The gods of cycling were smiling on us today though. We took a wrong turn then stopped to check our maps. By sheer, joyful coincidence we happened to find ourselves outside
Breakaway Bikes in Peru, (

They had some really nice jerseys and hired bikes too – a couple were just leaving the store on hired Raleighs – very nice!

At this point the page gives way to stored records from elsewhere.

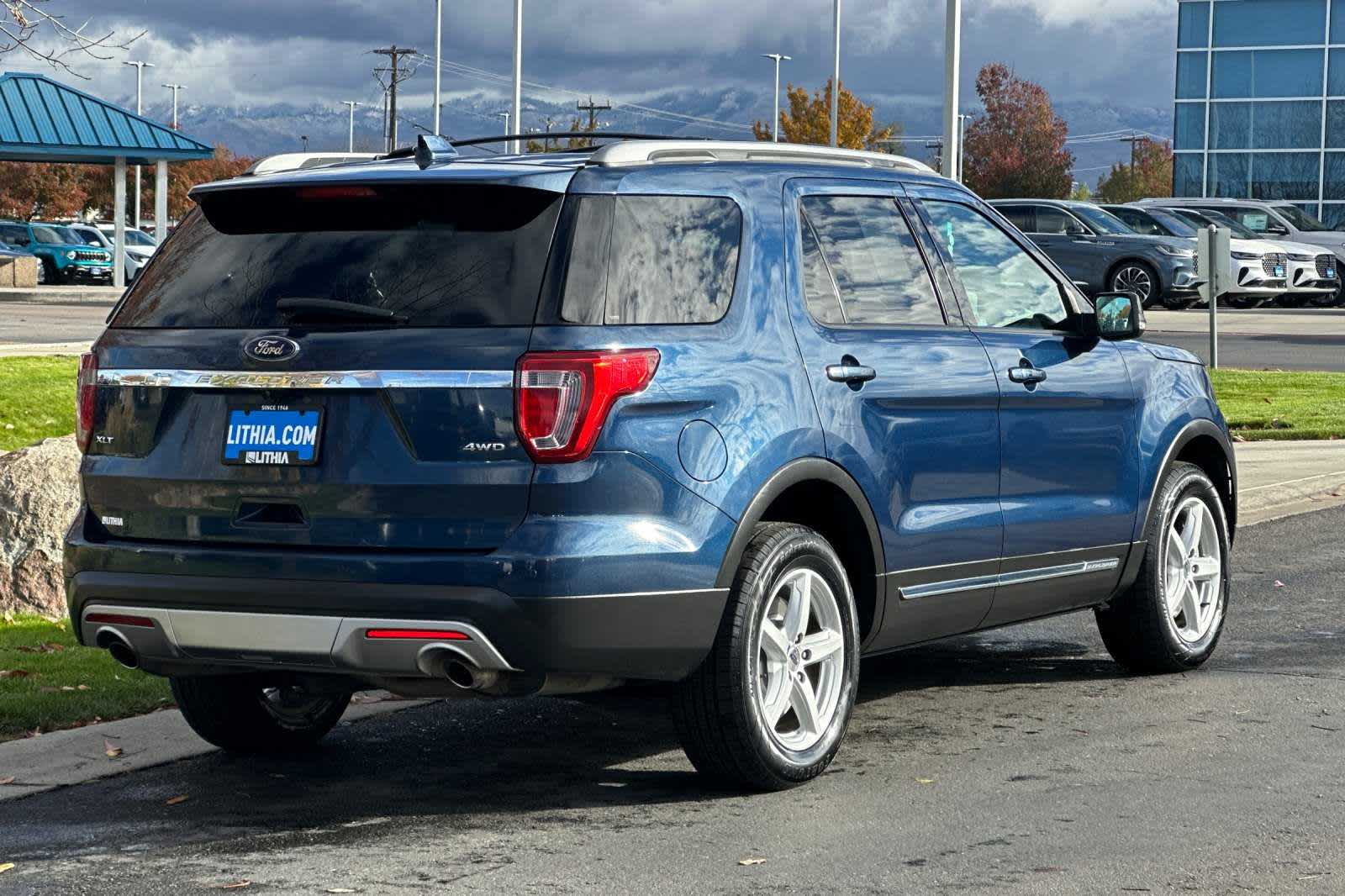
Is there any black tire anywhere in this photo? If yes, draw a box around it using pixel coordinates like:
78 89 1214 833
671 524 859 790
1094 463 1231 676
1107 260 1168 305
170 676 350 753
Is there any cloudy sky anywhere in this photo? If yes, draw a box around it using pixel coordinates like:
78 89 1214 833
39 0 1177 127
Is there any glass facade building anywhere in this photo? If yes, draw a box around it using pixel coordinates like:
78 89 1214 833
1173 0 1345 226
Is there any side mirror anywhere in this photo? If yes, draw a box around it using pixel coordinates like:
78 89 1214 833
1085 292 1147 342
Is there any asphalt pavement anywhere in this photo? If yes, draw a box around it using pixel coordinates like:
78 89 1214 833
0 509 1345 896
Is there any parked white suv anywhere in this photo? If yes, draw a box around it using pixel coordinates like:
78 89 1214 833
1151 207 1342 308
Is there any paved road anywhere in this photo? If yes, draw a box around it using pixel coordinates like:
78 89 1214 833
1146 308 1345 372
0 510 1345 896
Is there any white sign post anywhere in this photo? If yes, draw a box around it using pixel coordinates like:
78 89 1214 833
1195 224 1233 369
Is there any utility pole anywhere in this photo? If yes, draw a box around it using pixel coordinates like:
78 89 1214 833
374 43 419 152
940 0 962 177
340 99 359 152
514 0 523 155
164 83 187 130
574 97 612 130
123 59 155 230
762 52 791 143
831 0 839 146
435 0 444 136
1121 130 1148 180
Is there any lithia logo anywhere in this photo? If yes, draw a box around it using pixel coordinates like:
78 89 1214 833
244 336 298 361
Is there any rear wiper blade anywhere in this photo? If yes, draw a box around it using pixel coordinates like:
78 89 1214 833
276 298 406 323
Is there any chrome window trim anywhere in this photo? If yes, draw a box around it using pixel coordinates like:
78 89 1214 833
98 367 514 389
897 557 1121 600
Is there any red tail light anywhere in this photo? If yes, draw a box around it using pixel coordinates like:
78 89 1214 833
514 349 659 464
76 351 98 452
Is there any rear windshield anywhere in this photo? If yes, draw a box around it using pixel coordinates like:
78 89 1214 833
112 184 561 329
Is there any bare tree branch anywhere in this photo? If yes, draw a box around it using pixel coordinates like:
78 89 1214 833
0 0 145 81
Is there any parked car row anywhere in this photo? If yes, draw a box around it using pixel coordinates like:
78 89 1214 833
990 199 1345 309
0 220 159 284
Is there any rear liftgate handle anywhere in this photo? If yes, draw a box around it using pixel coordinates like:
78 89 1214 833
827 356 878 386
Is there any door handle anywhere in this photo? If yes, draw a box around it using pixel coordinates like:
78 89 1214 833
1009 361 1047 386
827 365 878 383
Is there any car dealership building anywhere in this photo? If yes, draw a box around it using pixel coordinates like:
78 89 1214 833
1173 0 1345 226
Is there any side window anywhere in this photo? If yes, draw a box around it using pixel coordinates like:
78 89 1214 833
561 197 742 324
799 197 944 325
1034 206 1083 235
995 206 1037 233
921 199 1069 329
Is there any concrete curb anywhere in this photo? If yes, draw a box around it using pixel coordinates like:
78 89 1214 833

Zac and Shannon ran Breakaway Bikes and Tony was wrenching. I explained the problem with Matthew’s bike and said that I wanted a new rear tyre,(preferably one that wouldn’t puncture twice in two days or cause the wheel to deform. Zac really kindly fitted the new tyre and patiently made it fit perfectly on the rim, (we decided to go for a 25mm wide rather than a 23mm which was on, these should be more stable and will offer better cornering grip – hopefully more resistance to punctures, too!).

Zac said that the only time they’d been to Europe was when they’d been to Finland for his brother’s wedding. We talked about cycling in Europe. I’d love to ride to Helsinki and visit Sibelius’ house.

There was an amusing conversation in the bike shop – he was admiring our bikes, while she was admiring our shoes. This is almost the perfect conversation to have with us – I’m obsessed with bikes and Matthew has something of a shoe fixation – I sometimes call him the Imelda Marcos of Southville!

We had to get on our way, so we paid and left. There was some lovely rolling countryside, but it was very hot. As we turned south, ferocious headwinds blew at us – really slowing us down and bringing our average speed right down. On this final leg today we were starting to wish we’d planned a trip from Washington DC to Chicago!

A high point was passing through the little hamlet of Matthews. We had to stop and get a picture next to the sign – although some dogs in an adjacent garden were going absolutely crazy at the time and we were a little anxious in case they escaped.

Just past Gaston we came across an access on to the Cardinal Greenway – another cycle and walking route that gave us a lovely end to the day – only about 6 miles, but we were protected from the wind and on a lovely flat surface.

We arrived at the Hampton Inn and Suites in Muncie at 8:30 – later than we’d hoped, but we’d set off late and that darned wind had really taken its toll.